All of us were given short haircuts. The barber explained that twins received privileged treatment: We were allowed to keep some hair. Luckily, I had learned some German, so I could understand what was being said on a basic level. As I watched our long braids fall to the floor, I did not feel so very privileged.
Next we took showers. Our clothes had been fumigated with some sort of anti-lice chemical and were returned to us. Wearing our own clothes was another “privilege” we twins got that other prisoners did not. Miriam and I put on our dresses, but now each had a big red cross painted on the back. I instantly hated that red cross on my dress. Wearing the dress did not feel like a privilege. I knew that like the yellow star they forced Jews to wear in the ghettos, the Nazis were using that red cross to mark us so that we could not escape.
Right then and there I decided not to do anything the guards asked me to do. I would give them as much trouble as possible. In the processing center, prisoners’ arms were being tattooed. We watched as the prisoners went up one after another, were told to hold out their arms, and had their arms pinned down while the instrument seared numbers into their flesh with acute pain.

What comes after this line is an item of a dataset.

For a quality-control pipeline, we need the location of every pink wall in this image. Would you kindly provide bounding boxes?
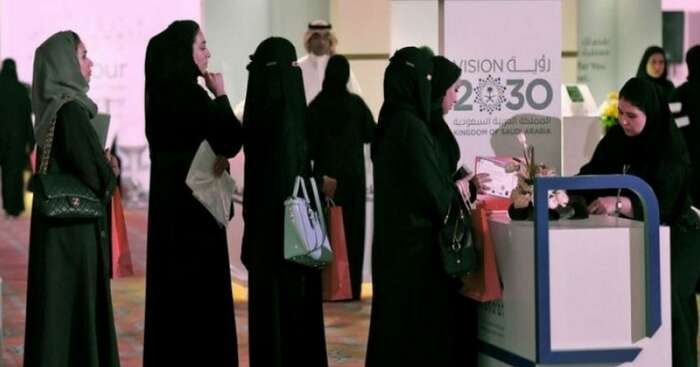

Not me. I was not going to be a sheep anymore. When my turn came, I struggled and kicked. The SS guard grabbed my arm. The feel of his grip twisting my skin dissolved my resolve. “I want my mama!” I screamed.
“Hold still!” ordered the guard.
I bit his arm. “Bring back my mama!”
“We will let you see her tomorrow.”
I knew he was lying. They had just torn us away from Mama, so why would they reunite us the next day? Four people had to hold me down while they heated the point of a pen-like gadget over an open flame and dipped it into blue ink. Then they held the hot pen to my flesh and began to burn my number into the outer part of my left arm: A-7063.

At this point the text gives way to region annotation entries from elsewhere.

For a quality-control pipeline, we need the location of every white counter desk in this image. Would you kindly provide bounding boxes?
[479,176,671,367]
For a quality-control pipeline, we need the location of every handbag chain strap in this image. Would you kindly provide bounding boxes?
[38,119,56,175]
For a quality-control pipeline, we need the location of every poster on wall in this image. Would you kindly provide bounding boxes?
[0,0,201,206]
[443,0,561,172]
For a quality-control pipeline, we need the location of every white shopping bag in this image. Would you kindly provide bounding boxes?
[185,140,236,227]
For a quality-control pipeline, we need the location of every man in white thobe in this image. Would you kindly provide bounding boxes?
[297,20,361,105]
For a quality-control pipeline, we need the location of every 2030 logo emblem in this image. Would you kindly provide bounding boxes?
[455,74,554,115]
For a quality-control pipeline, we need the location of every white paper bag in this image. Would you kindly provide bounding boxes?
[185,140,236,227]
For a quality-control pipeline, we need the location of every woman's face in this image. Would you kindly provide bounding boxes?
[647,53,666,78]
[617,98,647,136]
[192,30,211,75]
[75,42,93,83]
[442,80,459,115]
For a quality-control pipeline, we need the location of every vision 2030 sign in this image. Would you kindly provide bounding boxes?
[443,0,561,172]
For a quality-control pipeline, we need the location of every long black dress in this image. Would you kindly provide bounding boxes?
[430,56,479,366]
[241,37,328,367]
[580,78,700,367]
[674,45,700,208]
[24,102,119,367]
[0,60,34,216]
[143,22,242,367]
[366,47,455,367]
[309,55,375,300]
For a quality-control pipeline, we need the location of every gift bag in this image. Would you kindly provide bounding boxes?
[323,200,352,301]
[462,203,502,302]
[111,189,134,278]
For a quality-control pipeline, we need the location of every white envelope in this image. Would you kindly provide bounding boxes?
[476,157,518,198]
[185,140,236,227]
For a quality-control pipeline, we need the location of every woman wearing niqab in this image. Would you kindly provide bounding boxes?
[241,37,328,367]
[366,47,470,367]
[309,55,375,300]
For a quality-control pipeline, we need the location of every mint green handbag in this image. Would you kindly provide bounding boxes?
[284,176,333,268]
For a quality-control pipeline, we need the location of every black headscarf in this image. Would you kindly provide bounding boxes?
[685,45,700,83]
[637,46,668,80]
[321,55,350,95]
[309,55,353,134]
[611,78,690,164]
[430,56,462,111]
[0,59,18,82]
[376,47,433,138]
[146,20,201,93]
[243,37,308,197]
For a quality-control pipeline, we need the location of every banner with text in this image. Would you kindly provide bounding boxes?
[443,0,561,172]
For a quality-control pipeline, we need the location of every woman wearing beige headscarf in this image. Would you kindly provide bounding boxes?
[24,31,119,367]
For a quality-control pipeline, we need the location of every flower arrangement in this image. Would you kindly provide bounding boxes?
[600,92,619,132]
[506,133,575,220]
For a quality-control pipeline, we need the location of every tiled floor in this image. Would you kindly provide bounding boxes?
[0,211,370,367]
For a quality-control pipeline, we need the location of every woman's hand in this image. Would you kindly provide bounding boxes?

“Stop!” I yelled. “Th at hurts!”
I squirmed and wriggled so much that they could not hold me completely still. Because of my struggling, the numbers on my arm were blurred.
Next they tattooed Miriam. She did not struggle like I had. Her number was A-7064. All the writing on her arm was clear.
Our arms felt painful and swollen as we were marched across the camp to our barracks, where we would reside. Along the way I saw groups of skeleton-like people accompanied by SS guards with huge dogs. The prisoners were returning from work. What kind of work did they do that made them so thin? Were they sick? Did they not get food? Everything around me stank with that horrible, thick, chicken-feather smell and looked dark, gray, and lifeless. Threatening. I do not remember any grass, trees, or flowers anywhere.
Finally we arrived at our barracks in Camp II B, the girls’ camp in Birkenau, also referred to as Auschwitz II. The building was a barn originally built for horses. It was filthy. The stink inside was worse than the stench outside. There were no windows on the lower part of the walls for light or ventilation, only across the top above our heads, which made it suffocating. A double row of bricks forming a bench ran down the middle of the barracks. At the end stood a three-hole latrine, another privilege for twins; we did not have to go outside in the big public latrine to go to the bathroom. There were a few hundred twins from ages two to sixteen. We spotted Mrs. Csengeri’s daughters there, too, but we did not speak to them at that time.
That first night a pair of Hungarian twins who had been there a while showed us the triple-decker bunks. Miriam and I had a bunk on the bottom.
When the evening meal arrived, all the other children rushed to the doorway. Dinner consisted of a two-and-a-half-inch slice of dark bread and a brownish fluid that everyone called “fake coffee.” Miriam and I looked at each other. “We can’t eat this,” I said to one of the Hungarian twins.